#IwasCorsica : le mouvement contre les violences sexuelles prend de l'ampleur en Corse

En Corse, la parole sur les violences sexuelles se libère et brise l’omerta.

Il est né aux États-Unis au début du mois de juin 2020 puis est arrivé en France quelques jours plus tard, le 3 juin probablement. Le hashtag #Iwas a permis à des femmes mais aussi des hommes de témoigner des violences sexuelles qu’ils ont subi en précisant l’âge qu’ils avaient au moment des faits. Le mouvement bien qu’il se soit emparé de tout le pays a trouvé un véritable écho en Corse.

#Iwas : des victimes racontent à quel âge elles ont subi des violences sexuelles

À l’origine de #IwasCorsica, on trouve Laora Paoli Pandolfi, une jeune femme corse qui vit à Paris. Avec une amie, elle décide de se documenter sur les cas dans sa région et crée par la suite le compte Twitter du même que le hashtag. « Balance ton porc n’avait jamais pris en Corse, et là d’un coup, il y a près de 150 faits qui sortent. C’était horrible, je ne pouvais pas m’arrêter, c’était trop important », explique l’initiatrice du mouvement au Monde.

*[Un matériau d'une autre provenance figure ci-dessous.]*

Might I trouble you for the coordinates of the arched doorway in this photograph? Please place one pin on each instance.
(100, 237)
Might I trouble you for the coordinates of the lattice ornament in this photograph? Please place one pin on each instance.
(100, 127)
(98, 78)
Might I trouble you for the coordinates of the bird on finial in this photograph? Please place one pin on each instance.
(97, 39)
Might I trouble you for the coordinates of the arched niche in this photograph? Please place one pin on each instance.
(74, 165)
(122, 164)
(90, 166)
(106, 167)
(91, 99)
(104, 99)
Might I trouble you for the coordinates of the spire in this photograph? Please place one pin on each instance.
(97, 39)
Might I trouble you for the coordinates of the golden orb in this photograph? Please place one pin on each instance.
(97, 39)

La fin de l’omerta en Corse, les victimes de violences sexuelles prennent la parole

Deux autres jeunes femmes, Lina (qui a souhaité garder l’anonymat) et Anaïs Mattei ont confié au journal avoir compris qu’en Corse il y a une certaine « omerta » sur le sujet des violences sexuelles. « Ici, on te dit que les femmes sont mieux traitées qu’ailleurs, il y a autant d’agressions sexuelles et de viols que sur le continent. Le machisme et le poids de la famille empêchent d’en parler ». Le 5 juin, une internaute tweet : « #Iwas 17 et j’avais peur de le perdre si je cédais pas. En Corse ça arrive aussi, quoi qu’on en dise ».

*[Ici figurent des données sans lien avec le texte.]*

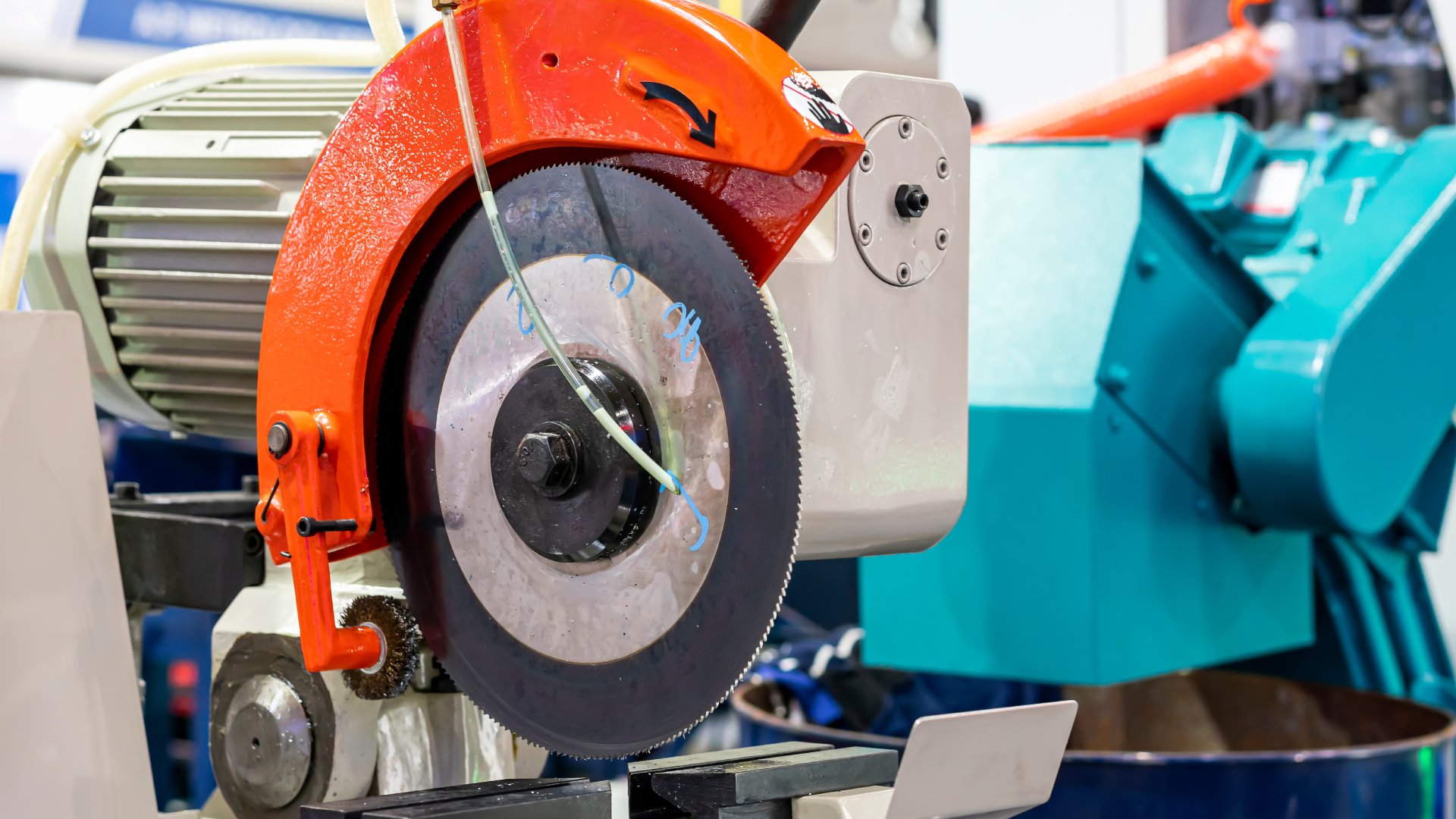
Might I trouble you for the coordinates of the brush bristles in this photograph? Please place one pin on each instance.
(392, 617)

Le compte tenu par Laora a retweeté des dizaines d’autres témoignages et en a recueilli tout autant en conversation privée. Des prises de paroles toutes aussi tragiques les unes que les autres. Dimanche 21 juin, une première manifestation a été organisée rassemblant 300 personnes. Ce week-end du 5 juillet, environ 600 personnes s’étaient mobilisées pour faire entendre leur colère. Munies de slogan, de pancartes ou de tee-shirt mentionnant le hashtag #Iwas, les manifestantes, en majorité, visaient les forces de l’ordre et la justice, ne prenant que trop peu en compte leur plainte. Un train a même transporté gratuitement des manifestants.es de Bastia à Corte.